Fotos: editor do blog, direto do Campus Party (Sampa)

Hackers, fissurados em videogames, geniozinhos que desenvolvem e modificam softwares, blogueiros, gente que pensa no ritmo de bits e bytes, jornalistas, internautas curiosos e baladeiros digitais – sim eles existem, e estão todos no Campus Party, o nosso Woodstock digital.  

Trata-se do maior evento de entretenimento eletrônico em rede do mundo, criado a partir de uma reunião de universitários na Espanha em 1997 e que agora chega à terrinha. O Brasil foi escolhido para ser o primeiro país fora da Espanha a sediar o evento pelo fato de ser um dos expoentes mundiais da internet, tanto em número de usuários, tempo de navegação e facilidades de adaptação às novas tecnologias.

Serão sete dias de oficinas, debates, espaço para jogos eletrônicos (e não só, tem futebol de botão e sinuca, entre outros) e muita, muita diversão. 
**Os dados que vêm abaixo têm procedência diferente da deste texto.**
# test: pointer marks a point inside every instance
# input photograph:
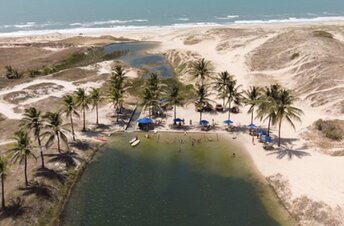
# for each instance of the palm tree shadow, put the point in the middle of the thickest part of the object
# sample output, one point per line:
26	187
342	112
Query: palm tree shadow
289	152
69	158
50	174
39	189
14	209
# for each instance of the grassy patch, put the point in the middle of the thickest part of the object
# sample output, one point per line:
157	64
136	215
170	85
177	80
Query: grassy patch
330	129
322	34
294	56
79	59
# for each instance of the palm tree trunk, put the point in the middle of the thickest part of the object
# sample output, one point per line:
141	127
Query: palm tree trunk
25	171
97	121
229	109
3	191
58	142
269	123
84	123
279	132
41	150
117	113
72	124
252	117
175	114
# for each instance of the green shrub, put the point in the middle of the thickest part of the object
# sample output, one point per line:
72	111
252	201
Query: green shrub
329	129
294	56
322	34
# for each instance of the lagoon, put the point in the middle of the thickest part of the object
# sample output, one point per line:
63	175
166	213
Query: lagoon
172	179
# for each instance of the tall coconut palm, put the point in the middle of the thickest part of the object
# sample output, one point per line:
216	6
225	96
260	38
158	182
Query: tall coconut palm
116	98
202	100
82	101
22	150
286	110
267	104
200	69
54	130
251	98
233	95
4	167
33	122
69	109
95	98
220	84
174	99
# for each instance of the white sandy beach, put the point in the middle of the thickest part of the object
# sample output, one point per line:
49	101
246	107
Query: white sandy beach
309	172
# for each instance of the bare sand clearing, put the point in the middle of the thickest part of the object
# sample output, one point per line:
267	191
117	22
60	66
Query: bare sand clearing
310	183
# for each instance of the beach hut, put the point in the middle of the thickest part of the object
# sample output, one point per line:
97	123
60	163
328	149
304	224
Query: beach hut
228	122
144	122
266	139
252	126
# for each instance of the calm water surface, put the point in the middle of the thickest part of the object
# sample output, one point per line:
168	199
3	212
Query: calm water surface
166	181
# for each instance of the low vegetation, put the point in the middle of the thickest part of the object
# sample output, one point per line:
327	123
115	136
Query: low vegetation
79	59
323	34
330	129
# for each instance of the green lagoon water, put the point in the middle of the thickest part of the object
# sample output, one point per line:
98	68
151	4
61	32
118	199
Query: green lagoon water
168	181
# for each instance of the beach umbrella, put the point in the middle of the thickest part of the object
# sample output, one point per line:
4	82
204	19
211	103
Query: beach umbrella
204	122
145	121
266	138
178	120
228	122
261	132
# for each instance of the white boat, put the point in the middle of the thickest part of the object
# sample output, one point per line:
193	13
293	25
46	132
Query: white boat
136	142
133	140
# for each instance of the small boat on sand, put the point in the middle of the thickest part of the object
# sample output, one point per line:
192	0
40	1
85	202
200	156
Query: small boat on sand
132	140
135	143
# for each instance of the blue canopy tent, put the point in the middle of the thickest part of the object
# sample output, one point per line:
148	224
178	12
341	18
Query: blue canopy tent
261	132
228	122
204	122
266	139
252	126
145	121
178	120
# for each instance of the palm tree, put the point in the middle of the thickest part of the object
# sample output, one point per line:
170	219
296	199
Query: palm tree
267	104
233	95
95	98
116	98
22	150
54	130
69	109
82	100
251	98
220	84
202	101
33	122
200	69
285	110
174	99
3	172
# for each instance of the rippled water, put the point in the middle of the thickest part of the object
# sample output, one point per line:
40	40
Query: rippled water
170	180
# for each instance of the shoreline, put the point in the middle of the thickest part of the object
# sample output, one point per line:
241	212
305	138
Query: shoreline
269	199
70	32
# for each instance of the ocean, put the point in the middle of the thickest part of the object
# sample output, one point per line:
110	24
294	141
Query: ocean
33	16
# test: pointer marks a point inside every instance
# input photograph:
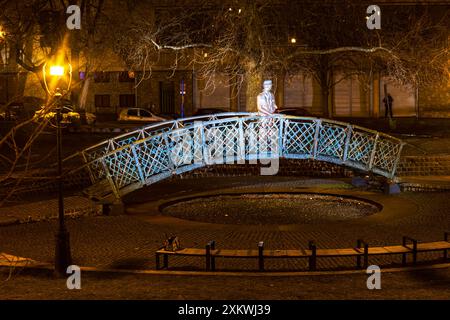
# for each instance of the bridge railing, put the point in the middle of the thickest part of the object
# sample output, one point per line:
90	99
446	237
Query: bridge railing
157	152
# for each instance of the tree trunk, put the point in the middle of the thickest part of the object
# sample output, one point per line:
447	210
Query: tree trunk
254	87
324	101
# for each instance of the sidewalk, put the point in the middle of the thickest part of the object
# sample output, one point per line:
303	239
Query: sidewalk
74	206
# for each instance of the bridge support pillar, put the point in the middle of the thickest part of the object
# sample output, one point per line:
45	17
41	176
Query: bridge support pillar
115	208
390	187
359	182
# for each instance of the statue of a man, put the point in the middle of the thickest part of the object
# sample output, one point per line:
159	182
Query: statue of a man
266	100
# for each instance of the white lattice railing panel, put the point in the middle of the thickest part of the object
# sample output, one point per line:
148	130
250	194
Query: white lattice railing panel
221	142
158	151
182	143
153	156
299	137
122	167
387	154
262	137
331	141
360	147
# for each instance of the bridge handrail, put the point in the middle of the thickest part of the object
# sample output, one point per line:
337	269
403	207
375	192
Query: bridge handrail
145	158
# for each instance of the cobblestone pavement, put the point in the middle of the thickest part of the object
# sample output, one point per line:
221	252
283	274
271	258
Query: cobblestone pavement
129	241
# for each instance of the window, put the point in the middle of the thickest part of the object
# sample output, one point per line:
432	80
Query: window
127	100
132	112
126	76
101	77
145	113
102	101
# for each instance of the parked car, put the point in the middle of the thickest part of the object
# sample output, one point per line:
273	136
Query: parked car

O mais curioso de toda a história, e o que dá o tom baladeiro da parada, é que cerca de três mil participantes irão acampar no local. É um mar de barracas azuis, com toalhas penduradas e recadinhos na porta (“Tem gente”, “aqui já era, é meu”).
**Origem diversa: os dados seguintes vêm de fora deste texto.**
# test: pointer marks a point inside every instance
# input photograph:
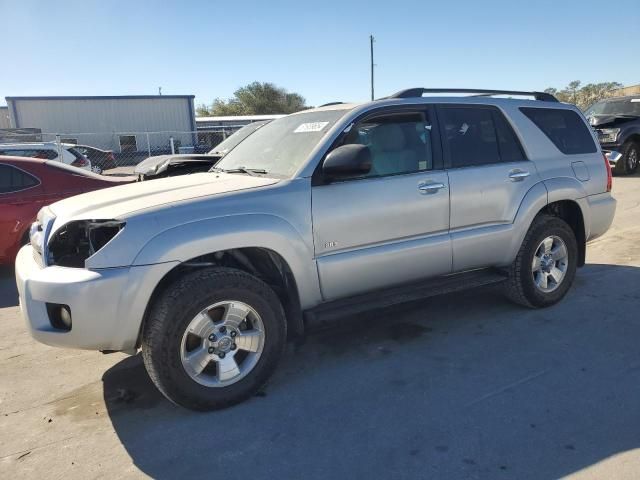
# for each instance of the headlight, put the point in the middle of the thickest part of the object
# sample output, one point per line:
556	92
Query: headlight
608	135
76	241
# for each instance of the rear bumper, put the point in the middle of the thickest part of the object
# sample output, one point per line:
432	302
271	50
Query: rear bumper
602	208
107	305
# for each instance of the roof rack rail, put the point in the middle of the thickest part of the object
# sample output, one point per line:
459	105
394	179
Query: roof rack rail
418	92
330	103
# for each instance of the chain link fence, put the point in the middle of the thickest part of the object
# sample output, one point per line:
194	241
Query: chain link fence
118	151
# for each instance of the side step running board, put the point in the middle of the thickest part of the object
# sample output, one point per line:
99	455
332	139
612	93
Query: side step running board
328	313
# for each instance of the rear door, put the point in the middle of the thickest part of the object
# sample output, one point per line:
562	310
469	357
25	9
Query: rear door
390	226
489	175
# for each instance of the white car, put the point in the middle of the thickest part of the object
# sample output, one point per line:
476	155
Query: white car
67	153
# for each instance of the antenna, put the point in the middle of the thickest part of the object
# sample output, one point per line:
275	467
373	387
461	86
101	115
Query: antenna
371	40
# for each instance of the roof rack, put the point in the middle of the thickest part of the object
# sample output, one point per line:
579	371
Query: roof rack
330	103
418	92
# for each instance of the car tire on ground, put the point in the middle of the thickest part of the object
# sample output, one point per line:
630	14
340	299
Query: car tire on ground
213	338
628	164
545	266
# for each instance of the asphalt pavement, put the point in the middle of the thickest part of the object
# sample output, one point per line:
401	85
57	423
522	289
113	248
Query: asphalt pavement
461	386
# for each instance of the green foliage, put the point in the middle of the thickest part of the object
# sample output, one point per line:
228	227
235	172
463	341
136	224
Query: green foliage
583	96
256	99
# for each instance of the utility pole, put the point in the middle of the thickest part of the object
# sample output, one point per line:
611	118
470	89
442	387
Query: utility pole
371	40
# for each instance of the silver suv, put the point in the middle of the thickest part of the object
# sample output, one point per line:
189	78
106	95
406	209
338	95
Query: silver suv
317	215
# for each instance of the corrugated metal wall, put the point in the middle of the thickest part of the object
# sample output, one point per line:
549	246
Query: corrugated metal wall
5	122
100	121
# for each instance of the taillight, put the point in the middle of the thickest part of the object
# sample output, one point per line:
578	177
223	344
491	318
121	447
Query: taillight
80	162
609	176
Mas não pára por aí: os inscritos irão acampar devidamente munidos de seus computadores… de mesa. É isso mesmo: os “campuseiros” vão de mala, cuia e PC debaixo do braço.

Uma matéria minha foi publicada na segunda-feira,dia 11, na Gazeta Mercantil a respeito dessa divertida jornada (clique aqui para ler na íntegra).  E estive lá ontem à noite, na abertura. Vi coisas bacanas.

Sem exagero, um desavisado poderia pensar estar vendo um punhado gente partir para um acampamento selvagem na praia, com mochilões, bermudas e apetrechos de viagem. Gente  desencanada, outros nem tanto, mas todos com vontade de curtir ao máximo a novidade.  

A mídia também está lá. Pelo que os organizadores me falaram, mais de 300 jornalistas se credenciaram para a cobertura. Na mídia eletrônica, saíram na frente TV Cultura, que montou um estúdio no local, e CBN. Estadão, com o Limão, também marca presença, só para citar alguns casos.  Há debates e oficinas sobre inclusão digital, software livre, astronomia, música e DJs, blogs etc.  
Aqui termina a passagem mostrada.